------I really don't know how to explain my previous sentence. But if you don't know yet. I sorta dropped out of college. Sorta because I'm planning to go back this fall, but for at least a year I left due to the fact that I wasn't enjoying what I was doing. For the first time in my life in that one year, I felt dead. Dead in a way that I was stagnant. I was just trying to survive the days there were no goals nor gears in motion that were turning that pushed me. There was no growth only complacency. And perhaps if you had known me years ago you'd know I was a fully blown nihilist. I was enticed by nihilism in my own stylized way. That RNG or the universe came to existence due to chance, and every action I took did not matter. I did not care had a car hit me while I was biking. I did not care about overdosing in sleeping pills due to the stresses of class and heartbreak.
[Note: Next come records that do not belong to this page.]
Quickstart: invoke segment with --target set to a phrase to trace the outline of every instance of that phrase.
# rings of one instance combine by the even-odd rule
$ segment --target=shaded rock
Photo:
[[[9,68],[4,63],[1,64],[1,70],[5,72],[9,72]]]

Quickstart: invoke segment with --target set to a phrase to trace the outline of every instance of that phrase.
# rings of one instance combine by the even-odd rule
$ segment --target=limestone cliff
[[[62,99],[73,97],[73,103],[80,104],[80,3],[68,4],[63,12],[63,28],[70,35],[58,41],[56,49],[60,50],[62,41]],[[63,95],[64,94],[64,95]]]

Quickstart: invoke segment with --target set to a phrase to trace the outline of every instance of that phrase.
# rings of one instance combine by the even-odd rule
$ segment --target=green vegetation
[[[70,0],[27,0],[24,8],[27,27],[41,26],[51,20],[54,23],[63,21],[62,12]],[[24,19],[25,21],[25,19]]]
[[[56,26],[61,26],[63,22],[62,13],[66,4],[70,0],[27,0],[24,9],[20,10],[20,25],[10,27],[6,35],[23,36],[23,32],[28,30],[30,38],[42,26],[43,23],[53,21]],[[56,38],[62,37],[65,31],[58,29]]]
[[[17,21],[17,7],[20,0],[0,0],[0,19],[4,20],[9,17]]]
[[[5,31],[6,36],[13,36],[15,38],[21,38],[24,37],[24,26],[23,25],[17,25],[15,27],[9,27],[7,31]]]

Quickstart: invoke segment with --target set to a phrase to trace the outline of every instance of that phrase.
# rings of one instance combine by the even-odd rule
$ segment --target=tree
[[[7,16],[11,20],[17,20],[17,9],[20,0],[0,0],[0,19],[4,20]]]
------But there is a newfound part of me that's combating my nihilism. It is a hard internal struggle that crushes my heart as of this moment even talking about it. It's hard to get out of mindset that I've been in for seven years. And In a way I guess this entry is a plea for help. I ask of you to understand me and tell me that I'll be okay. And If you're stuck in this existential crisis yourself, you're not alone. We'll make it out together. I guess I'll end it with a lyric from one of my favorite songs:
The chance, the fate, what brought us to now
We can't help but to admire its beauty
To feel, to see, to create, to dream
It is our duty to live while we can
Thanks for reading, This is Anikacy, and you're not alone.